Отмена Великой хартии; французский претендент. Еще не успев успокоить баронов принятием Великой хартии, Иоанн отменил ее; заставил папу освободить его от клятвы и отлучить мятежных баронов и самого Лангтона (25 августа). Затем он взялся за оружие в тот самый момент, когда между недавними победителями начались раздоры. С той смелостью, которая уже раз спасла его в борьбе против его племянника Артура, он овладел Рочестером, устрашил шотландцев взятием Бервика и с помощью сводного брата, графа Салисберийского, восстановил свою власть в центре страны. Скоро в руках инсургентов оставался один Лондон. Тогда они обратились к французскому королю. Филипп с виду отказался вмешиваться в это дело, где он имел бы против себя папу, но позволил своему сыну Людовику принять участие в междоусобной войне, хотя, может быть, и не понудил его к этому. Враги Иоанна искусно распространяли ложные слухи. Говорили, что он осужден на смерть за убийство Артура Бретанского и вследствие этого потерял все права на престол; а так как приговор состоялся в то время, когда Иоанн еще не имел детей, то корона по закону должна перейти к его ближайшему наследнику, Людовику Французскому, женатому на его племяннице, Бланке Кастильской. Эти ложные, но правдоподобные соображения были сообщены римской курии и долго служили предметом пререканий; они возбудили справедливое негодование в Иннокентии III, но придали экспе— диции Людовика Французского внешний вид законности, которым так дорожил Филипп Август. Людовик высадился в Стонаре (май 1216 г.) и отправился в Лондон принять клятву верности от «своих подданных»; он сумел привлечь на свою сторону крупных баронов Северной Англии и прогнать короля, который бежал во главе своих наемников, сжигая, грабя и убивая все, что встречал на пути.

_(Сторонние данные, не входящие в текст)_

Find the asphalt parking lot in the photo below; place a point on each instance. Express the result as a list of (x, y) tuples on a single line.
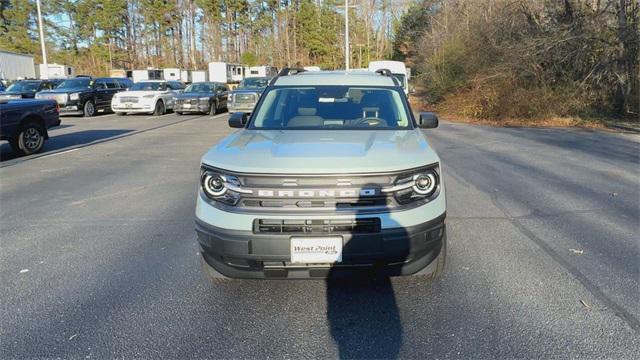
[(98, 254)]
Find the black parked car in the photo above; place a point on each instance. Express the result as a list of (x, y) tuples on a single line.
[(203, 97), (84, 95), (24, 123), (27, 89)]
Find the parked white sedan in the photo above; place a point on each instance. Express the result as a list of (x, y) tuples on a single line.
[(151, 97)]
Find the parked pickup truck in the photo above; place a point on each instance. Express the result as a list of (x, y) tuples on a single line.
[(84, 95), (330, 175), (24, 123)]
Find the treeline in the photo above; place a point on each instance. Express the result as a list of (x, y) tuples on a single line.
[(504, 59), (94, 34)]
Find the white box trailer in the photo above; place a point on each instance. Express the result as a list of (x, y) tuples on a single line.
[(140, 75), (56, 71), (261, 71), (225, 72), (171, 74), (14, 66), (185, 76), (198, 76), (149, 74)]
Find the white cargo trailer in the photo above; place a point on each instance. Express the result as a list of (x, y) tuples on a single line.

Смерть Иоанна Безземельного; поражение претендента. Иоанн, доведенный до полного отчаяния, умер 12 октября 1216 г. в Ньюарке на Тайне. Он оставил двоих сыновей. Старшему, Генриху, было 10 лет; большинство баронов признало французского претендента; таким образом, дело анжуйского дома казалось окончательно проигранным. Но именно смерть Иоанна спасла династию. Баронов связывала друг с другом только их общая ненависть к умершему деспоту, а сын был невиновен в злодеяниях отца. Он был спасен своим малолетством. Во главе правительства стал папский легат Гюалон вместе с епископом Винчестерским Петром де Рош, графом Честерским и старым графом Пемброком Уильямом, маршалом Англии. Юный король был коронован в Глостере (28 октября); в Бристоле (12 ноября) была утверждена Великая хартия, за исключением тех статей, которые ограничивали власть короля в области налогов и признавали за баронами право восстания; наконец, энергичный и преданный граф Пемброк был назначен опекуном короля и регентом. Была провозглашена священная война против Людовика, которого папа отлучил от церкви; мало-помалу претендент был покинут своими вернейшими приверженцами; при Линкольне он был разбит; его флот, которым командовал Евстахий Монах, был рассеян английскими моряками, и он был счастлив, когда получил разрешение вернуться во Францию с остатками своего войска с условием отречься от своих прав на английскую корону (сентябрь 1217 г.).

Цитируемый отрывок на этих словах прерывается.